CZII CryoET Object Identification

The CZII CryoET Object Identification Challenge, hosted on Kaggle from November 2024 to February 2025, was a machine learning competition focused on automating the detection of protein complexes in cryo-electron tomography (cryoET) data. Published in Nature Methods (Peck et al., 2025), this competition addressed a critical bottleneck in structural biology research by developing algorithms to accurately identify and annotate multiple types of protein complexes in 3D tomographic volumes.
More on the Kaggle page
Challenge Design
The competition was structured around a carefully constructed “phantom” dataset containing five target protein types:
- 80S Ribosomes
- Virus-like Particles (VLPs)
- Thyroglobulin (THG)
- Beta-galactosidase
- Apoferritin
Each protein presented different levels of difficulty for detection due to variations in size, shape, and contrast. We designed the competition metric as a weighted F-beta score (beta=4) that prioritized recall over precision, with additional weight given to the more challenging proteins (THG and Beta-galactosidase).
Technical Infrastructure
Our team developed several open-source machine learning tools to support the competition:
- Copick: A cross-platform API for working with cryoET datasets, providing standardized access to tomograms and annotations.
- CellCanvas: A tool for segmentation and visualization of tomograms, allowing for interactive labeling.
- DeepFindET: An adapted version of DeepFinder using a Residual U-Net architecture for multi-class particle detection.
- Copick-torch: A PyTorch integration for working with cryoET data through custom dataset handling.
- DenoisET: An implementation of Noise2Noise for improving tomogram contrast.
These tools formed a cohesive ecosystem that enabled participants to focus on algorithm development rather than data handling.
Data Preparation
The competition dataset included hundreds of high-quality tomograms with thousands of annotated particles across five protein classes. Creating this “ground truth” dataset required developing a multi-stage workflow that combined:
- Template matching for initial candidate selection
- Machine learning-based segmentation
- Manual curation with specialized tools
- Multiple rounds of 2D and 3D classification
This comprehensive approach provided participants with a reliable benchmark for evaluating their solutions.
Integration with CryoET Data Portal
The competition leveraged the CZ CryoET Data Portal (cryoetdataportal.czscience.com) as a platform for data distribution and supplemental training resources. This integration allowed participants to:
- Access standardized tomograms in the OME-Zarr format
- Use additional annotated datasets for model training
- Explore tomograms through web-based visualization
- Apply their solutions to the broader corpus of public cryoET data
Educational Materials
The competition included extensive educational components to lower the barrier to entry:
- Example notebooks for popular model architectures (U-Net, TomoTwin)

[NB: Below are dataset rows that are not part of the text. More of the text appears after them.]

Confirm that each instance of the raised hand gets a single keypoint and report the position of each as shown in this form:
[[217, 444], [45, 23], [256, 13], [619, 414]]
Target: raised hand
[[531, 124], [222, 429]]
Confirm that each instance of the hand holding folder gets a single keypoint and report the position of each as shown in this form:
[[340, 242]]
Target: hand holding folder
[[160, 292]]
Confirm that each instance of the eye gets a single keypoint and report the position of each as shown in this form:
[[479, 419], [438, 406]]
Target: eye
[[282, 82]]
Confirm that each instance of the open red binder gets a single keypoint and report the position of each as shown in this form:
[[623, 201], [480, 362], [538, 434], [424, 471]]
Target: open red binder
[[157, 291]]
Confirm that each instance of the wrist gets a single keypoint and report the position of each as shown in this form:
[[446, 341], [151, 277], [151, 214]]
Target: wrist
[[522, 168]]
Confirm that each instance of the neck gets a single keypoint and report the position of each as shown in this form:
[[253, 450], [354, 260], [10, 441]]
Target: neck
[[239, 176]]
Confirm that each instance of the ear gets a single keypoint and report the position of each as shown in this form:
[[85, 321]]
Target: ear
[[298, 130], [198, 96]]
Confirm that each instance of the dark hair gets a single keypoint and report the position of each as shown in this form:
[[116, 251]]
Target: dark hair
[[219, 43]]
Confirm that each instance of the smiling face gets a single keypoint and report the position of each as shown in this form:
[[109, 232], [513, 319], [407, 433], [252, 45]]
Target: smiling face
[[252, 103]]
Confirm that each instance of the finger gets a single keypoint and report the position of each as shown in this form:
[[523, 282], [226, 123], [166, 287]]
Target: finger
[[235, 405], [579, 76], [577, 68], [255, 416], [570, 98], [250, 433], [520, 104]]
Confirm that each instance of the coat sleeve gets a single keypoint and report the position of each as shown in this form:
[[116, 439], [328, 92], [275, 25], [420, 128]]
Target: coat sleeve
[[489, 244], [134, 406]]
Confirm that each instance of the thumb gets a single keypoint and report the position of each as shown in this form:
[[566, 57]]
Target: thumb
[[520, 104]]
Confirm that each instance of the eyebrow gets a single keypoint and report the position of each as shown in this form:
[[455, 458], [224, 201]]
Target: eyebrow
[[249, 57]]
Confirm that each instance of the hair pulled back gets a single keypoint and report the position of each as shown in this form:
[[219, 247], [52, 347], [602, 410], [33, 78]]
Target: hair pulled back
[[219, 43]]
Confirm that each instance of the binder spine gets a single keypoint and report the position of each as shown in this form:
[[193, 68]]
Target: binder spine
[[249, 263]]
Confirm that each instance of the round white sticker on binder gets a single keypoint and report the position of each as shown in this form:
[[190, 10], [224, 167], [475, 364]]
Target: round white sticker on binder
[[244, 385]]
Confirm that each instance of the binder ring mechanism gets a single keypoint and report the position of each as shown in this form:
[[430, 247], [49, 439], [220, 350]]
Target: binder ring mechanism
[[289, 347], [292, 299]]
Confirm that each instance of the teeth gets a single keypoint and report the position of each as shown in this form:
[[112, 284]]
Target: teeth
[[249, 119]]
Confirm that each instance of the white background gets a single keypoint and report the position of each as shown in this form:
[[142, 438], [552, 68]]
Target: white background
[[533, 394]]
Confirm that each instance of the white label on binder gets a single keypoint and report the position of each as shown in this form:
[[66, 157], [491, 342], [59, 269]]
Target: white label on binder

- Tutorials for working with the copick ecosystem
- Documentation on tomogram preprocessing and interpretation
- Example workflows for training and inference
Impact
This challenge has significant implications for structural biology:
- Standardized Benchmark: Created a reliable dataset for training and evaluating particle detection algorithms
- Open Infrastructure: Built entirely on open-source tools, enabling community-driven innovation in cryoET analysis
- Foundation Model Development: Established data infrastructure to support training of large models on cellular imaging
- Cross-Team Collaboration: Demonstrated stable evaluation metrics across diverse approaches (as noted by participants)
The solutions developed through this competition help scientists better understand cellular processes and accelerate biomedical discoveries.
References
- Peck, A., Yu, Y., Schwartz, J., Cheng, A., Ermel, U.H., Hutchings, J., Kandel, S., Kimanius, D., Montabana, E.A., Serwas, D., Siems, H., Wang, F., Zhao, Z., Zheng, S., Haury, M., Agard, D., Potter, C., Carragher, B., Harrington, K.* and Paraan, M.*, 2025. A realistic phantom dataset for benchmarking cryo-ET data annotation. Nature Methods, pages 1-5. * - co-corresponding author
- Harrington, K.I., Zhao, Z., Schwartz, J., Kandel, S., Ermel, U., Paraan, M., Potter, C. and Carragher, B., 2024. Open-source Tools for CryoET Particle Picking Machine Learning Competitions. bioRxiv, pp.2024-11.